Exponential Stabilization of Linear Systems using Nearest-Action Control with Countable Input Set

TL;DR

This paper presents a method for stabilizing linear systems using a finite set of control actions selected via a nearest-action approach, achieving exponential or asymptotic stability under certain conditions.

Contribution

It introduces a nearest-action control strategy for linear systems with countable input sets, ensuring exponential stability and conditions for asymptotic stability.

Findings

Closed-loop system converges exponentially to the target.

Logarithmic scaling extension enables asymptotic stability.
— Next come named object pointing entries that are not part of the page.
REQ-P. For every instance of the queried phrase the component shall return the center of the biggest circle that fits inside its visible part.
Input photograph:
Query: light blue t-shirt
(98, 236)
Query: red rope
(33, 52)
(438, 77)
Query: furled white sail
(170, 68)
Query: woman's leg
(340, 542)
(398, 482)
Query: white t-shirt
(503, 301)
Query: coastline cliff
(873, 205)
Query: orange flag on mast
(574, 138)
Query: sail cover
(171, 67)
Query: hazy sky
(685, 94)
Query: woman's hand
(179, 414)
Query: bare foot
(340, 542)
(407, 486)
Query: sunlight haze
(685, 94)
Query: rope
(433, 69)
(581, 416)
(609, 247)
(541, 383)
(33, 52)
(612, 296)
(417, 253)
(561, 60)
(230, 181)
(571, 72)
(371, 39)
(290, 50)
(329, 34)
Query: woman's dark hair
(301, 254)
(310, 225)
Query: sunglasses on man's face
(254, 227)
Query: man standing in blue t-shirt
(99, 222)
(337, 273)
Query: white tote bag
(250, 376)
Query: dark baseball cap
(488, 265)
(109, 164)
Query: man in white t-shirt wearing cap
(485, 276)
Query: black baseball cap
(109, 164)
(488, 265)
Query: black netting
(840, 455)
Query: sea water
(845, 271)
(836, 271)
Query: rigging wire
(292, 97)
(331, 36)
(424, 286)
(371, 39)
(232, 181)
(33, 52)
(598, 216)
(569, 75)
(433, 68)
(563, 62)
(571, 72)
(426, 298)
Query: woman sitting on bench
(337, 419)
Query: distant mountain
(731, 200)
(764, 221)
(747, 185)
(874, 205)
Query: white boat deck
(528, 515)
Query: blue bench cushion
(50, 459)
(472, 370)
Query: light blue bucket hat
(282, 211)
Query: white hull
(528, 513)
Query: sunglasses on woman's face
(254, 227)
Method is validated with a practical example.

Abstract

This paper studies stabilization of linear time-invariant (LTI) systems when control actions can only be realized in finitely many directions where it is possible to actuate uniformly or logarithmically extended positive scaling factors in each direction. Furthermore, a nearest-action selection approach is used to map the continuous measurements to a realizable action where we show that the approach satisfies a weak sector condition for multiple-input multiple-output (MIMO) systems. Using the notion of input-to-state stability, under some assumptions imposed on the transfer function of the system, we show that the closed-loop system converges to the target ball exponentially fast. Moreover, when logarithmic extension for the scaling factors is realizable, the closed-loop system is able to achieve asymptotic stability instead of only practical stability. Finally, we present an example of the application that confirms our analysis.